As of today, this initiative has been implemented across seven provinces, including Cauca, Guaviare, La Guajira, Nariño, Chocó, Norte de Santander and Antioquia, directly reaching 75 representatives of government, civil society, academia, and UN agencies (including UNDP, UN Women, UNHCR, WFP, UNICEF, UNODC and IOM). In the coming months, the RCO team plans to scale the initiative to more provinces to drive further impact.

UN Global Pulse Supports the Effort

In 2024, the RCO in Colombia participated in the UN Global Pulse Accelerator Programme with the intention of scaling its joint territorial planning initiative across additional regions and territories in Colombia, and perhaps internationally to other RCOs and UN Country Teams as an archetype for localization.

As implementation advanced, the RCO faced a critical question: How do we measure whether a new way of planning is actually changing how organizations behave and collaborate?

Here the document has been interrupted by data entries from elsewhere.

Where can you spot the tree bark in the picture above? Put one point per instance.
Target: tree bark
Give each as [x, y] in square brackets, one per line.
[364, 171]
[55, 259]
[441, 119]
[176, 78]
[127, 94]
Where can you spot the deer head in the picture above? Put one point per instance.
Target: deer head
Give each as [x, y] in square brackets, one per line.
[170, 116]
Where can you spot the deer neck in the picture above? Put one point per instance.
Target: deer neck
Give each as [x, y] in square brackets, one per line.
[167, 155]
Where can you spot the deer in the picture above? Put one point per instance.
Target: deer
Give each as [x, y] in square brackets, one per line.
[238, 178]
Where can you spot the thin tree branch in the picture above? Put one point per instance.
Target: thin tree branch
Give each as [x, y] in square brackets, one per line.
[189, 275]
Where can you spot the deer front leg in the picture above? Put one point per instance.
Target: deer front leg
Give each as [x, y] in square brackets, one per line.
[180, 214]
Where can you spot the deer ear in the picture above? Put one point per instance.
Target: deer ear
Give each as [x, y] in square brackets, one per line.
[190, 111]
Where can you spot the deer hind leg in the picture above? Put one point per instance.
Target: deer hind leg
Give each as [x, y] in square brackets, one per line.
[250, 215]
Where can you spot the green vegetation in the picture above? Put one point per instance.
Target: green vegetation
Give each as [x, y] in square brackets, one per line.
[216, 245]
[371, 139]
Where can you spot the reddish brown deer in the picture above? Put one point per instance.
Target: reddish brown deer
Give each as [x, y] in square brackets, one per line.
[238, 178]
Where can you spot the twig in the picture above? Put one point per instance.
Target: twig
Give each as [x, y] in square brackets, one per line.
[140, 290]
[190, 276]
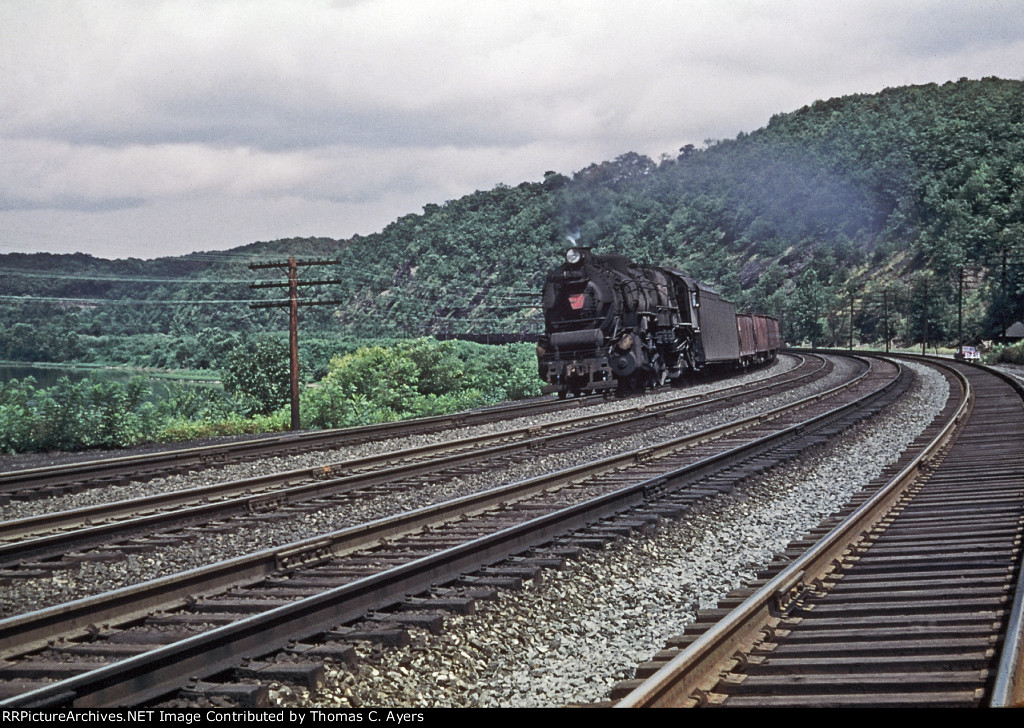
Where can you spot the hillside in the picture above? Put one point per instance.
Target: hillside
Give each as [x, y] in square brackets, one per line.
[884, 197]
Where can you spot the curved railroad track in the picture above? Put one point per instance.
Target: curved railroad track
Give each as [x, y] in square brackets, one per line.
[28, 545]
[912, 596]
[30, 483]
[212, 618]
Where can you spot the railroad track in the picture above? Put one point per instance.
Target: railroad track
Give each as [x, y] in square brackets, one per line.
[28, 544]
[912, 597]
[34, 483]
[165, 626]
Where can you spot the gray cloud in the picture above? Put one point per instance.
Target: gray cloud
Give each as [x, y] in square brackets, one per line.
[257, 120]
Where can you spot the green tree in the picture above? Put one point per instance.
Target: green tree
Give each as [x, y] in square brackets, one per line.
[257, 375]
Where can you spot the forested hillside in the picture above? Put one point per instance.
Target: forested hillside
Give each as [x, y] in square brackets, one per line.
[883, 198]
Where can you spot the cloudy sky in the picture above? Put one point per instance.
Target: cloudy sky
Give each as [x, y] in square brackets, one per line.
[159, 128]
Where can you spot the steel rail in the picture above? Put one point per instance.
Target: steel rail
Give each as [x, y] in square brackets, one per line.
[696, 668]
[79, 531]
[26, 632]
[288, 485]
[156, 672]
[13, 480]
[1008, 686]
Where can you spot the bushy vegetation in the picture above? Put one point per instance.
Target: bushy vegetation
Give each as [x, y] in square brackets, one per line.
[1013, 353]
[418, 378]
[373, 384]
[75, 416]
[887, 201]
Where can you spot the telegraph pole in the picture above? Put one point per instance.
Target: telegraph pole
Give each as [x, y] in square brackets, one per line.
[885, 314]
[293, 337]
[851, 320]
[924, 323]
[293, 283]
[960, 313]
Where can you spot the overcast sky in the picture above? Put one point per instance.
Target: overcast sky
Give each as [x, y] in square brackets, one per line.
[145, 128]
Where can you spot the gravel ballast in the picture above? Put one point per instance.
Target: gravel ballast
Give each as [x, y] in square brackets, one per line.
[569, 638]
[95, 577]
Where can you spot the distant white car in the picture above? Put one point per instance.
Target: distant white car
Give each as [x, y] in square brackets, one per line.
[967, 353]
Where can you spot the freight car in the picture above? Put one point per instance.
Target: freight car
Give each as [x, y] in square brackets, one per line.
[610, 324]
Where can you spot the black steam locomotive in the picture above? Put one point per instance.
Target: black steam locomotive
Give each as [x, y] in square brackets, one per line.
[610, 324]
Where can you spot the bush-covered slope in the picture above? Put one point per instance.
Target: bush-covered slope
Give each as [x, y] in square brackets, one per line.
[883, 197]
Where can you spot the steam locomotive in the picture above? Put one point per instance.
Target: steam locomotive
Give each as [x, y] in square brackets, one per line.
[610, 324]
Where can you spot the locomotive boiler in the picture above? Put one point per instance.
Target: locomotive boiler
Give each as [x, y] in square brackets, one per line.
[610, 324]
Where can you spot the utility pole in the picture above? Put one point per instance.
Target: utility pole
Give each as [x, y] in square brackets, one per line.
[851, 320]
[293, 304]
[924, 323]
[960, 313]
[885, 314]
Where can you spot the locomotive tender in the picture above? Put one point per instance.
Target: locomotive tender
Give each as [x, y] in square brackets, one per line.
[611, 324]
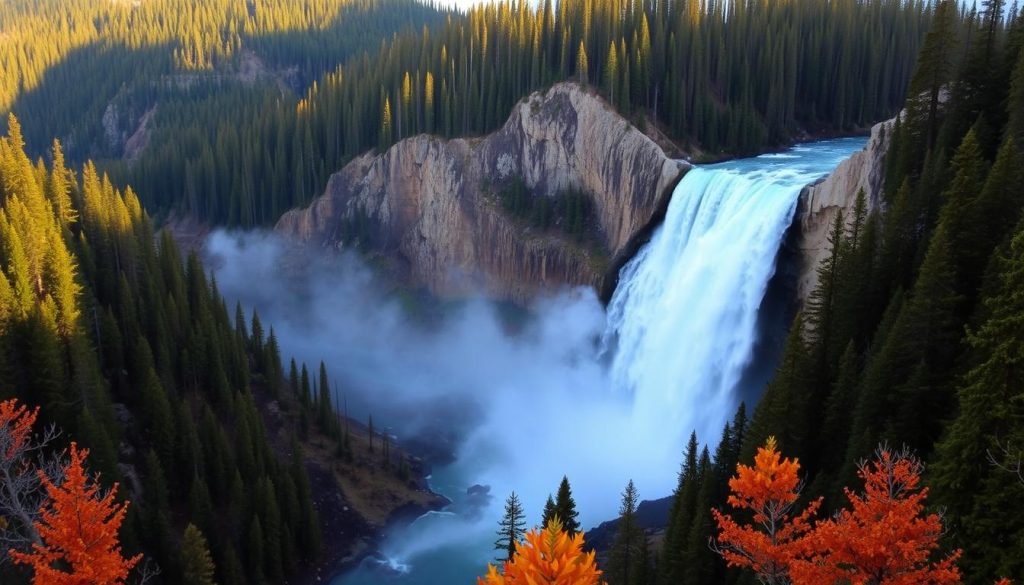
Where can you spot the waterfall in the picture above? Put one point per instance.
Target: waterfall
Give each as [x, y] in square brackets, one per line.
[683, 321]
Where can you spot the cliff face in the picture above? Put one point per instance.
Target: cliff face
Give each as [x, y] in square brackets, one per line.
[430, 205]
[819, 203]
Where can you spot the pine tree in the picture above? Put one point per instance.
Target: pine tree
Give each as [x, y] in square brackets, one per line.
[549, 511]
[974, 492]
[510, 529]
[582, 68]
[565, 508]
[625, 553]
[197, 565]
[935, 66]
[325, 415]
[611, 72]
[681, 515]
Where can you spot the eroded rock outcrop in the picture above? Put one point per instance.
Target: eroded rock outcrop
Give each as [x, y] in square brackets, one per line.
[431, 206]
[819, 203]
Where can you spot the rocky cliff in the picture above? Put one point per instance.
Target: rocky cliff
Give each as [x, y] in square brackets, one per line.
[431, 206]
[819, 203]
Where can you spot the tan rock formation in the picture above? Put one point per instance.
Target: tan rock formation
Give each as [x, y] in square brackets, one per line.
[430, 205]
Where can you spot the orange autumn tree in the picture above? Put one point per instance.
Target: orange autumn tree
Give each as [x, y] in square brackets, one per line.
[770, 490]
[78, 527]
[885, 538]
[19, 494]
[547, 556]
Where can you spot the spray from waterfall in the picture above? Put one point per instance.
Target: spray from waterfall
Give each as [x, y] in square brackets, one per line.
[681, 332]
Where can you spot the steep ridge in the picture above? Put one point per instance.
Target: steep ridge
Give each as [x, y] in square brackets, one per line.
[820, 202]
[432, 207]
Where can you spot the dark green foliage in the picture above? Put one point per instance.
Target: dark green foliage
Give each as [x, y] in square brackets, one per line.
[911, 334]
[197, 565]
[569, 211]
[974, 473]
[120, 342]
[625, 556]
[510, 529]
[565, 508]
[241, 153]
[549, 511]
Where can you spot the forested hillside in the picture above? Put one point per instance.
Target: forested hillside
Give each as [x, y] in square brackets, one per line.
[717, 77]
[700, 70]
[129, 349]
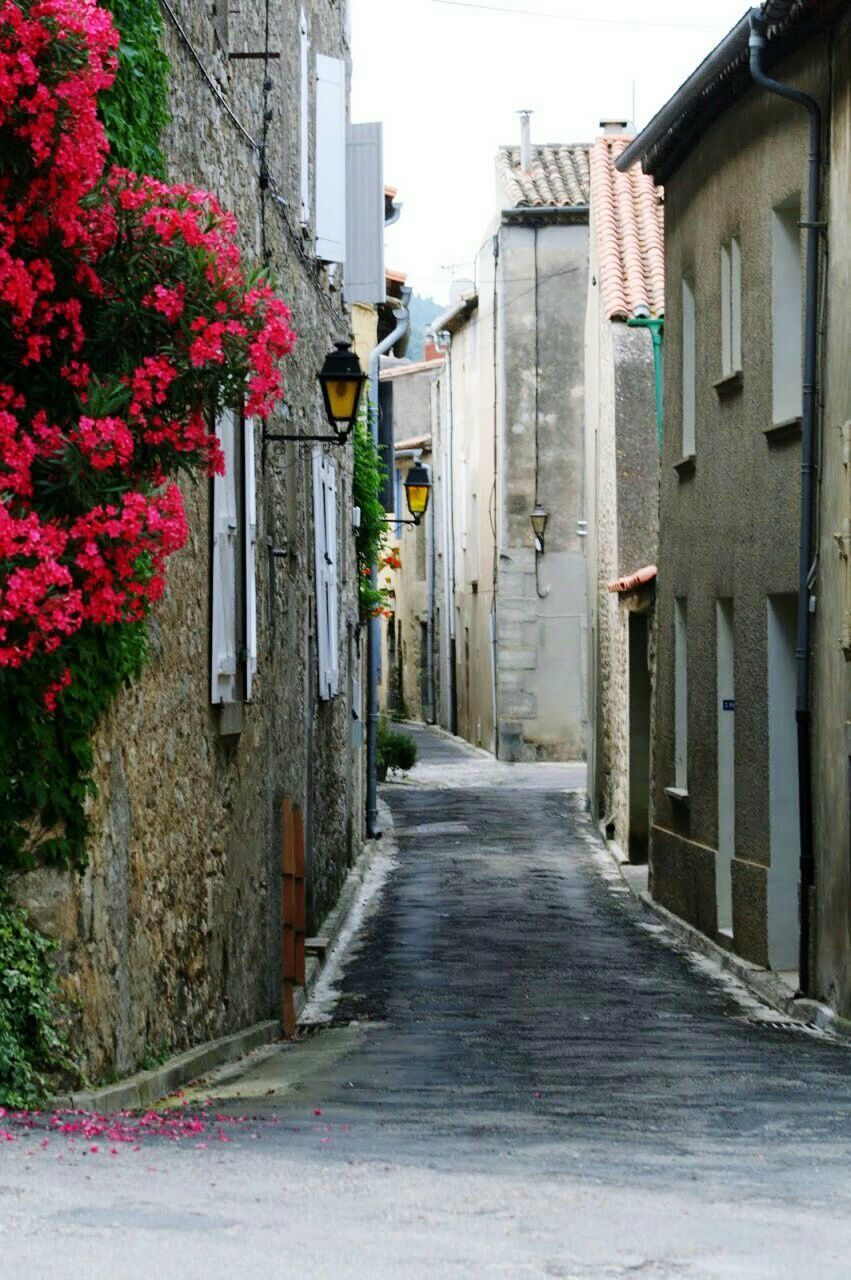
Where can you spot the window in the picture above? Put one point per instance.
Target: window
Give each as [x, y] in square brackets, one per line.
[326, 574]
[233, 589]
[365, 280]
[786, 312]
[330, 159]
[303, 118]
[731, 309]
[681, 693]
[689, 370]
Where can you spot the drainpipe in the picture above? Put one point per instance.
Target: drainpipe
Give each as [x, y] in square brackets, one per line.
[808, 481]
[374, 635]
[657, 325]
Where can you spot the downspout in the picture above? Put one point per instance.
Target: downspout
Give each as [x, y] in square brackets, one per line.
[756, 45]
[657, 327]
[374, 636]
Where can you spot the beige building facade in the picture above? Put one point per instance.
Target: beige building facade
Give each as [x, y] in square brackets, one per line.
[727, 831]
[507, 439]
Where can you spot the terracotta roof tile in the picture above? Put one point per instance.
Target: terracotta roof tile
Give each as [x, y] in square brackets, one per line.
[399, 370]
[416, 442]
[628, 219]
[558, 176]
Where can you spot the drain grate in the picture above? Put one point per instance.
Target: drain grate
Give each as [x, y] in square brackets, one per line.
[438, 828]
[779, 1024]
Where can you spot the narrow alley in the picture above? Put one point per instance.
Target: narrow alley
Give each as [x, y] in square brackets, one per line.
[518, 1074]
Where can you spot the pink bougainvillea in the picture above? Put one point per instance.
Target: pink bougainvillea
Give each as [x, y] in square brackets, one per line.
[127, 320]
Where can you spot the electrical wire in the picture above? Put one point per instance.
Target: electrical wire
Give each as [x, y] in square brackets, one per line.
[575, 17]
[259, 147]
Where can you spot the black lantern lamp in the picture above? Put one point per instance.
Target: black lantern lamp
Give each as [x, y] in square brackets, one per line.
[342, 380]
[539, 526]
[417, 490]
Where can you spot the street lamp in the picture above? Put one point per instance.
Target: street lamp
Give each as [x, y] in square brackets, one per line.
[417, 490]
[342, 380]
[539, 526]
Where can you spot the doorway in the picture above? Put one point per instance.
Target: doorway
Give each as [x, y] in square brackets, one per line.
[639, 737]
[726, 722]
[783, 872]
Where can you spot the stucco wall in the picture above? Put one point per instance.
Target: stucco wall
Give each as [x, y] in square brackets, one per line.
[622, 469]
[730, 526]
[172, 935]
[832, 677]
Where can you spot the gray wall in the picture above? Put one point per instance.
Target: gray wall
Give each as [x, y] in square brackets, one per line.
[730, 526]
[541, 666]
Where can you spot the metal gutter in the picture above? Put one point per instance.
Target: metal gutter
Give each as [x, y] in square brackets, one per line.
[559, 214]
[731, 50]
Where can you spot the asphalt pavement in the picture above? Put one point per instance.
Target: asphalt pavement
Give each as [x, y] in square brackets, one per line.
[511, 1070]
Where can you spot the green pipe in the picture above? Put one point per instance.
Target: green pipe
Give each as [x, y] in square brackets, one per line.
[657, 325]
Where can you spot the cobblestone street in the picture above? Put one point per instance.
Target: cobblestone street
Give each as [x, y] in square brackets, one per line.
[520, 1074]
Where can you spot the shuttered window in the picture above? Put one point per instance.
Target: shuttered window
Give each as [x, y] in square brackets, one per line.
[303, 118]
[233, 649]
[326, 574]
[330, 159]
[365, 280]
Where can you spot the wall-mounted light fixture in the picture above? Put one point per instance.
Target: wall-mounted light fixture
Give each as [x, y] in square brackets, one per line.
[342, 382]
[539, 519]
[417, 490]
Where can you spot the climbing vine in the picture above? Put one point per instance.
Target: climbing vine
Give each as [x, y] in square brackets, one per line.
[366, 494]
[127, 321]
[30, 1043]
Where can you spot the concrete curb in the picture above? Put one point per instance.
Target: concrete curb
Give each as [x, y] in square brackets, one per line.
[146, 1087]
[760, 982]
[149, 1087]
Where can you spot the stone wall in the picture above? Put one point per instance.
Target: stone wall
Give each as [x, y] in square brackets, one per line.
[172, 933]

Traditional monitoring and evaluation systems were useful for tracking outputs and activities. But they were less equipped to capture shifts in coordination cultures, trust, incentives, decision-making, or interagency behaviour.

Continuing its support for the RCO, UN Global Pulse partnered with the RCO in a collaborative project to strengthen the initiative’s learning architecture and evidence base, building a monitoring and evaluation framework that combines quantitative and qualitative analysis to assess both results and ways of working. Specifically, the collaboration helped the RCO to: 

  • Develop a Theory of Change for the Localization Initiative
  • Define meaningful indicators linked to outcomes and impact
  • Define systematic ways to capture changes in behaviours and perceptions.

This approach effectively shifted the focus from monitoring what data is available to deliberately defining what should be measured to assess impact and then working toward filling those data gaps.

“Before, we monitored what we could monitor”, Natalie Gomez Arteaga reflected. “Now we ask: what result do we want, what impact do we want, and what do we need to measure?”

The Theory of Change process led by UN Global Pulse, in particular, helped to bring coherence to this rapidly evolving initiative. According to the RCO, it provided a clearer structure for how different activities connect to outcomes; better alignment between implementation, evidence, and strategy; and a more complete picture of the initiative’s multiple dimensions. That clarity has proven useful for positioning the initiative internally and externally, and strengthening momentum for scaling.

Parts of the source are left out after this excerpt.